Food Type: Legume
Age Suggestion: 6 months +
Common Allergen: No
When can babies have peas ?
Peas may be introduced as soon as your baby is ready to start solids, which is generally around 6 months of age.
Are peas healthy for babies?
Yes! Peas are a powerhouse food for little ones. They’ve got lots of fiber, protein, and an omega-3 fatty acid called alpha-linolenic acid. They also have tons of vitamins and minerals, with exceptionally high levels of vitamins A, C, and K, as well as iron and zinc. Peas are also a fantastic source of B-vitamins, especially B6 and folate, which are often insufficient in babies’ diets. Lastly, peas contain a wonderful assortment of phytonutrients that offer antioxidant and anti-inflammatory benefits.
Did you know that peas are seeds and, botanically speaking, that a pea pod is a fruit because it grows from a flower? It’s true! And like many fruits, peas contain plenty of vitamin C. Plus they have lots of iron! This is an important combination for babies because vitamin C helps our bodies absorb iron from plant sources.

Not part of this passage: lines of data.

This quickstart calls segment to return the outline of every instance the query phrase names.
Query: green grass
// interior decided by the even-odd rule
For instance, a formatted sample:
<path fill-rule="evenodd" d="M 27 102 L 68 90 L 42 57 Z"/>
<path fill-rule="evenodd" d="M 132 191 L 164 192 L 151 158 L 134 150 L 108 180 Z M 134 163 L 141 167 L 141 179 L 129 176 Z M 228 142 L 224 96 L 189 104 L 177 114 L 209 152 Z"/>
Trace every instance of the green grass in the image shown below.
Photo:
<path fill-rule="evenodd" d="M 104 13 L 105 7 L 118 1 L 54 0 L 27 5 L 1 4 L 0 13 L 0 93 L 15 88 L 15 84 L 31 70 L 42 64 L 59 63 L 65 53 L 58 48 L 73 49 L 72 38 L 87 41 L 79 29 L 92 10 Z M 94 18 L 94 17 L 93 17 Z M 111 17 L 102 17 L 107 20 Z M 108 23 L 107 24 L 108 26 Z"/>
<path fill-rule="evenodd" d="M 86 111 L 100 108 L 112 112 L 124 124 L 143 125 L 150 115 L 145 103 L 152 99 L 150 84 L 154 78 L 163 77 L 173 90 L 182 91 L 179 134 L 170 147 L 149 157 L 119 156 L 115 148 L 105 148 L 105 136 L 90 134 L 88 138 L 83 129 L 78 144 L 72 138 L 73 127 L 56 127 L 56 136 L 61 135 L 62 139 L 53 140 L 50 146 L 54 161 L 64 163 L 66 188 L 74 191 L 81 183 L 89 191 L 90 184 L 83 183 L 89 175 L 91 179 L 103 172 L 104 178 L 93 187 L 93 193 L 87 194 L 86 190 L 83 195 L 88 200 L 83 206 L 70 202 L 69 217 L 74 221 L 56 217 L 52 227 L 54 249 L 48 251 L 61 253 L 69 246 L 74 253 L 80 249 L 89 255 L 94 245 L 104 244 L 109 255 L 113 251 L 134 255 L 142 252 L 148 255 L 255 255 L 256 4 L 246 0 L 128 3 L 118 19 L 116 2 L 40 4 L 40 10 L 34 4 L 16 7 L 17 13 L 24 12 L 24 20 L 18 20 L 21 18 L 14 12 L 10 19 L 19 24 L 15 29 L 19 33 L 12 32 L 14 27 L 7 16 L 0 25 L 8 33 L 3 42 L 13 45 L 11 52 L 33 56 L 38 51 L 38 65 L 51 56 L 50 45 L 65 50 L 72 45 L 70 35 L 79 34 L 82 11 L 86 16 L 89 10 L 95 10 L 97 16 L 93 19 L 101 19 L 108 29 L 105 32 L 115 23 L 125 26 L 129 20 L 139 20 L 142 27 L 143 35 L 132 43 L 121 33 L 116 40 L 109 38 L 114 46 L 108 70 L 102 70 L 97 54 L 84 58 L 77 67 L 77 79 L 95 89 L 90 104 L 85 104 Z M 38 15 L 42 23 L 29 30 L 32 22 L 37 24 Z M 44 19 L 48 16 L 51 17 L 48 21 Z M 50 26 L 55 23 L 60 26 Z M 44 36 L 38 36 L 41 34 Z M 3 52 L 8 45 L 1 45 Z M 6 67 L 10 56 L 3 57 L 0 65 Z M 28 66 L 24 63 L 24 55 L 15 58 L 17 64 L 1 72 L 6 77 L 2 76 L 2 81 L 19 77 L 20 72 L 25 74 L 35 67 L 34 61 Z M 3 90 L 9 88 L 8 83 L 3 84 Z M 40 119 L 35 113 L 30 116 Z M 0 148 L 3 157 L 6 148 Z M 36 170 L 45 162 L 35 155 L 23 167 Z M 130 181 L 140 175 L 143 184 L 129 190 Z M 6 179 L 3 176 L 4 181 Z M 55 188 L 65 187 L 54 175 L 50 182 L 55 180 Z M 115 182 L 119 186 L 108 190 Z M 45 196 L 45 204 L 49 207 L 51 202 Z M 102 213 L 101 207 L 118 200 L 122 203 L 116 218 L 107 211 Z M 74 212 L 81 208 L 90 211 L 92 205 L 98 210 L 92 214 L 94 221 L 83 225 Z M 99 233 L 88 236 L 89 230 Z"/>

In fact, garden peas are one of the most common ingredients in processed baby foods, but quite fun when served on their own
How to prepare peas for your baby!
Every baby develops on their own timeline. The preparation suggestions below are for informational purposes only and are not a substitute for professional, one-on-one advice from your pediatric medical or health professional, nutritionist or dietitian, or expert in pediatric feeding and eating. Never disregard professional medical advice or delay in seeking it because of something you have read or seen here.
6 to 8 months old: Blend peas into a smooth puree or a
spread and serve on top of teething rusks, rice cakes or on their own for hand-scooping. Encourage baby to self-feed with their hands.
9 to 11 months old: Flatten peas with the back of a fork and serve as a finger food to work baby’s developing pincer grasp. if you feel comfortable offering whole peas go for it.
12 to 24 months old: At this age your baby should be able to chase after peas with their little fingers and pick up foods with more dexterity. Try serving peas on their own and as your baby’s skills develop, encourage fork practice by spearing peas. Good fun for all!
It's a fact!
According to Washington State University Extension, archaeologist have "unearthed peas in ancient tombs" and discovered old literature and drawings that describe peas. Physical evidence of peas was found in Egyptian tombs of the 12th dynasty. After the vegetable became a well-known edible, it took a while for their popularity to catch on. Washington State University extension states claims the Romans preferred chickpeas and other protein-packed fruit over peas. Peas were consumed most often during the Lenten season in the Middle Ages. But their portability and minimal storage requirements encouraged future eating. Peas were dried and stored, just like beans, another legume. American settlers ate them as a staple on their Atlantic crossing and considered them an essential as they settled in the New World. Peas were one of the first crops to be planted in the colonies.